Displaying LaTeX's Output

• LaTeX only processes the input files, it doesn't display them.
• LaTeX outputs documents in a special format known as DVI, or device independent' format.
• Several DVI viewers available. I use xdvi for X Windows.
• To print these files, I use dvips to produce PostScript files which can then be printed on our laserprinters.
• Other DVI display and print tools are available.

Graphics

• LaTeX's built-in drawing capability is terrible.
• However, there are standard' extensions to include external graphic files. I use the EPSF extensions. Both the xdvi and dvips tools understand these extensions.
• I use xfig as my tool for drawing diagrams. It produces EPSF files.
• To convert data to graphs, I use Gnuplot. It can produce EPSF files directly, but I normally convert to xfig format, so I can add/move labels, and then convert to EPSF.
• For screen-shots, artwork etc., xv can be used to convert from nearly any bitmap format to EPSF format.

References

• The reference database tool which comes with LaTeX is BibTeX.
• Again, based on text files, which you have to hand-edit.
• Citation style within LaTeX is completely malleable. I tweaked the `scribe' format to suit my thesis. You can define new fields as well.
• Other standard citation formats available. Many journals give out LaTeX templates for the format they require.
• There are some BibTeX database tools which give you a GUI front-end, instead of manually editing the files.

Document Management

• A crucial aspect of thesis production. Versioning later.
• You need backups! Use whatever tools you can use. Do it regularly!
• Home/work document migration: a pain to keep duplicates in sync.
• I have Unix at home & at work. I use rsync to synchronise trees of (any) files joined by a network. Rsync only sends differences where required, and also has built-in compression.
• With a 14.4K modem, I can usually rsync my work/home Ph.D area (roughly 40 Megs) in under 5 minutes, often faster.

Document Version Control

• You need to be able to find out when you edited a chapter, why, and what the changes were.
• I use RCS for document versioning. When you check-in a file, you can add a comment in describing why you checked it in. Checked-in files are read-only.
• When you check-out a file, it gets a new version number, and becomes writable.
• You can check-in or -out many files at the same time.
• You need to be able to print version numbers on drafts. I modified LaTeX's page style to do this for me.
• Every document I modified as part of my Ph.D went into RCS: thesis chapters, source code, log of activities etc.

Summary

• LaTeX and a number of other tools gave me the document processing environment I required to write my thesis.
• It wasn't as user-friendly as current word processors, but it had the ability to be moulded to my requirements. That was very important!
• Even better, all the tools are freely available.
• Finally, I expect to still be able to read and use my LaTeX documents in 10 years with little changes.

LaTeX

The current version of LaTeX is LaTeX2e, which differs from the LaTeX described in Leslie Lamports book, published in 1985. A Nutshell book by O'Reilly and Associates, Making TeX Work was more up to date, but is no longer being maintained by the author. I'd welcome any other hyperlinks to good, up-to-date LaTeX books.

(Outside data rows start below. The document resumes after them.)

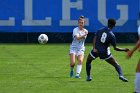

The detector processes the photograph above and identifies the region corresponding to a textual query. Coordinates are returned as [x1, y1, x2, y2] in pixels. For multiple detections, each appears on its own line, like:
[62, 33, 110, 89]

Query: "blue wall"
[0, 0, 139, 33]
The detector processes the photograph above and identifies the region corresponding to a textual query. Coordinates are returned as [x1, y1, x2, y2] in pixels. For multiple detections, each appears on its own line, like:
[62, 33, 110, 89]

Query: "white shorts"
[69, 47, 85, 56]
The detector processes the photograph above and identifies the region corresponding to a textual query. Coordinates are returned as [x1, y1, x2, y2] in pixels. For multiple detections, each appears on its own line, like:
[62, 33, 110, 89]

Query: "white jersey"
[138, 26, 140, 37]
[71, 27, 88, 49]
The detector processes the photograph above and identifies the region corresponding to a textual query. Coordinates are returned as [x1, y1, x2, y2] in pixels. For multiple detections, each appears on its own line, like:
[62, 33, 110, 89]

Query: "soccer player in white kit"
[69, 16, 88, 78]
[127, 26, 140, 93]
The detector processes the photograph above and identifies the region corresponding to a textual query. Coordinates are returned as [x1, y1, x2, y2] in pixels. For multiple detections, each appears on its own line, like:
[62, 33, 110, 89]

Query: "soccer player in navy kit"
[86, 19, 129, 82]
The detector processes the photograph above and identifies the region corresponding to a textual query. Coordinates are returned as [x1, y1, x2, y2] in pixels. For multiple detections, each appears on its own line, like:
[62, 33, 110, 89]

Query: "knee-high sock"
[76, 65, 82, 76]
[135, 73, 140, 93]
[86, 60, 91, 76]
[114, 64, 122, 76]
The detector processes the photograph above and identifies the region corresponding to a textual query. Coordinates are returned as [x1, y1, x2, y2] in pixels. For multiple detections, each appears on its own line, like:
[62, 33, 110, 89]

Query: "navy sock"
[86, 60, 91, 76]
[115, 64, 122, 76]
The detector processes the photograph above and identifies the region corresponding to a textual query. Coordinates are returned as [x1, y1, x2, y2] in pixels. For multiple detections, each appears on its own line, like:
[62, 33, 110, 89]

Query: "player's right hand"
[126, 51, 133, 59]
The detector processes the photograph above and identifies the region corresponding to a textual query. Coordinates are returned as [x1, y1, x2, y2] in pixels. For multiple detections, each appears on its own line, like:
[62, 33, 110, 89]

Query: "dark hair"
[108, 18, 116, 28]
[78, 15, 84, 21]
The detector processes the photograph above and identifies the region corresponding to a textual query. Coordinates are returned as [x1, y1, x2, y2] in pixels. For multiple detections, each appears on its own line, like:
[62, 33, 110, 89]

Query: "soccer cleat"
[70, 70, 74, 77]
[119, 76, 128, 82]
[75, 76, 81, 78]
[87, 76, 92, 81]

On-line information about LaTeX and LaTeX2e, including documentation, can be found at the LaTeX Encyclopedia site.

LaTeX itself, and more styles, extensions & associated tools you can poke a stick at, can be obtained from any of the Comprehensive TeX Archive Network sites, also known as CTAN.

If possible, you want get a pre-compiled binary set of the LaTeX tools, to save you the trouble of building it. If you run FreeBSD or Linux , you can obtain pre-compiled binary packages. The same exists for Windows 95, but I don't have any hyperlinks at hand for them. The BiBTeX bibliographic tools come with LaTeX, and you can many reference styles from the CTAN.

DVI Tools

The DVI tools xdvi and dvips can be obtained through the CTAN. xdvi has it own home page . I haven't found one for dvips. Both are pretty easy to compile, and both are available as binary packages for FreeBSD and Linux. I used some home-grown tools written in perl to separate colour pages from black & white pages in the PostScript output from dvips, so I could send them to different printers.

Graphic Tools

The main tools I used were xfig to draw figures, Gnuplot to do plotting, and xv to work with bit images. All three can produce EPSF files. I used an old LaTeX extension, epsf.sty, to include EPSF figures. There are newer extensions to work with EPSF files, but I haven't used them. Check on CTAN for more details.

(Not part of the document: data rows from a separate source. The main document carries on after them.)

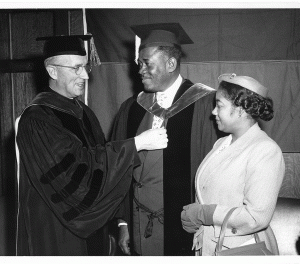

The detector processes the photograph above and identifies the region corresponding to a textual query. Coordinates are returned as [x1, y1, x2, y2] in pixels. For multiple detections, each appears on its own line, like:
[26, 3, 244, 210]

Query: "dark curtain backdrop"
[86, 9, 300, 152]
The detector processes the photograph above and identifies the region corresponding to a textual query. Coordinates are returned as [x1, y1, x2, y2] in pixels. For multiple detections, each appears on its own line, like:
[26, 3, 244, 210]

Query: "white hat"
[218, 73, 268, 97]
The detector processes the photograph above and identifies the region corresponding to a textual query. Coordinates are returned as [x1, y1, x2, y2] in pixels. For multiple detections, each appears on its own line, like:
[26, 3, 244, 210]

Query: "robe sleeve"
[17, 105, 140, 238]
[111, 98, 134, 224]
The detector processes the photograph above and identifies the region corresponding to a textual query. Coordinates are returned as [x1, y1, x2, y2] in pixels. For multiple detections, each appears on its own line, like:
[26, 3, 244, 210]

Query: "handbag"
[215, 207, 274, 256]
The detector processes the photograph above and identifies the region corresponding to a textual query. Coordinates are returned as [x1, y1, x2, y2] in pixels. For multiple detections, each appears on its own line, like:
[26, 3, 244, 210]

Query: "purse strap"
[216, 207, 260, 252]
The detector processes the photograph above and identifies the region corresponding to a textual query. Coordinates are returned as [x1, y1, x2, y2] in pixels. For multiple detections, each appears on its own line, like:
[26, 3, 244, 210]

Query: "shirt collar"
[156, 74, 183, 108]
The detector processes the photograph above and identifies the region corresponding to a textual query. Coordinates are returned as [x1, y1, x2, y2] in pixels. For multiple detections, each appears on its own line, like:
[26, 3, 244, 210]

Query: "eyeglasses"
[51, 64, 92, 75]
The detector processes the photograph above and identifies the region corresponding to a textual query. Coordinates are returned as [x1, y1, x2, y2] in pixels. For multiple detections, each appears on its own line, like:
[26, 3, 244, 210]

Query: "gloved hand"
[181, 203, 217, 233]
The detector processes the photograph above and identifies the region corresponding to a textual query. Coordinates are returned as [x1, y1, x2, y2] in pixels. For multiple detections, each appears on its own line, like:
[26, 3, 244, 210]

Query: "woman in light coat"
[181, 74, 285, 255]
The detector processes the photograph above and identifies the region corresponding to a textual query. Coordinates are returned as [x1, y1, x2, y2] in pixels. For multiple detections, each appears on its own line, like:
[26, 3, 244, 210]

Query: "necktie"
[152, 93, 167, 128]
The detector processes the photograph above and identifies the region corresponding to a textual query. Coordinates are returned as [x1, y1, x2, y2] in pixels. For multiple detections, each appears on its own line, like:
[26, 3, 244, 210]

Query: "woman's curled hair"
[219, 81, 274, 121]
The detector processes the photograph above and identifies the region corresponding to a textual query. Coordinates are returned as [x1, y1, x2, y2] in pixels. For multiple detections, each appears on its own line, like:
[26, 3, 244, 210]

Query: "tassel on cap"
[87, 33, 101, 66]
[134, 35, 141, 64]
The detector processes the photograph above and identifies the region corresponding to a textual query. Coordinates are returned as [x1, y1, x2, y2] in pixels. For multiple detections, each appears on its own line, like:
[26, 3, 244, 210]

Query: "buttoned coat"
[195, 123, 285, 255]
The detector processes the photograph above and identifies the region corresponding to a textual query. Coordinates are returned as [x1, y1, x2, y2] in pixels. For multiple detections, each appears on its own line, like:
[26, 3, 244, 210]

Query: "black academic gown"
[16, 90, 140, 256]
[112, 80, 218, 256]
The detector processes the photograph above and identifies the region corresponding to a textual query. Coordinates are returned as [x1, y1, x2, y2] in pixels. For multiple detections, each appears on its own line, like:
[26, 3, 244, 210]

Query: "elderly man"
[16, 36, 168, 256]
[113, 23, 217, 256]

Xfig doesn't have a web page, but is software contributed to the X Windows system, and is available at ftp://ftp.x.org/ . Gnuplot has its own home page . Xv has its own home page . Again, binary packages for FreeBSD and Linux. Easily built on most Unix platforms.

Document Management

Rsync is a great tool for synchronising entire trees of file between two Unix systems connected by a (possibly slow) Internet connection. You can find out more about rsync from its home page . There are many document revision systems: RCS, SCCS, CVS, and I hope there are some systems for Windows 95 (anybody got some hyperlinks?).

Here is the original RCS paper by Walter Tichy. Here are the basic commands:

 ci -u file Check-in a new/existing file Makes read-only, gives new version number co -l file Check-out file, makes writable rlog file Shows log of check-ins rcsdiff file On checked-out file, shows differences from last checked-in version. rcsdiff -rX -rY file At any time, shows differences between versions X and Y.

Finally, you might be interested to know that this talk was written in LaTeX and translated to HTML using latex2html . Similarly, I have converted my Ph.D thesis to HTML and it is now on-line .

Warren Toomey
6/18/1998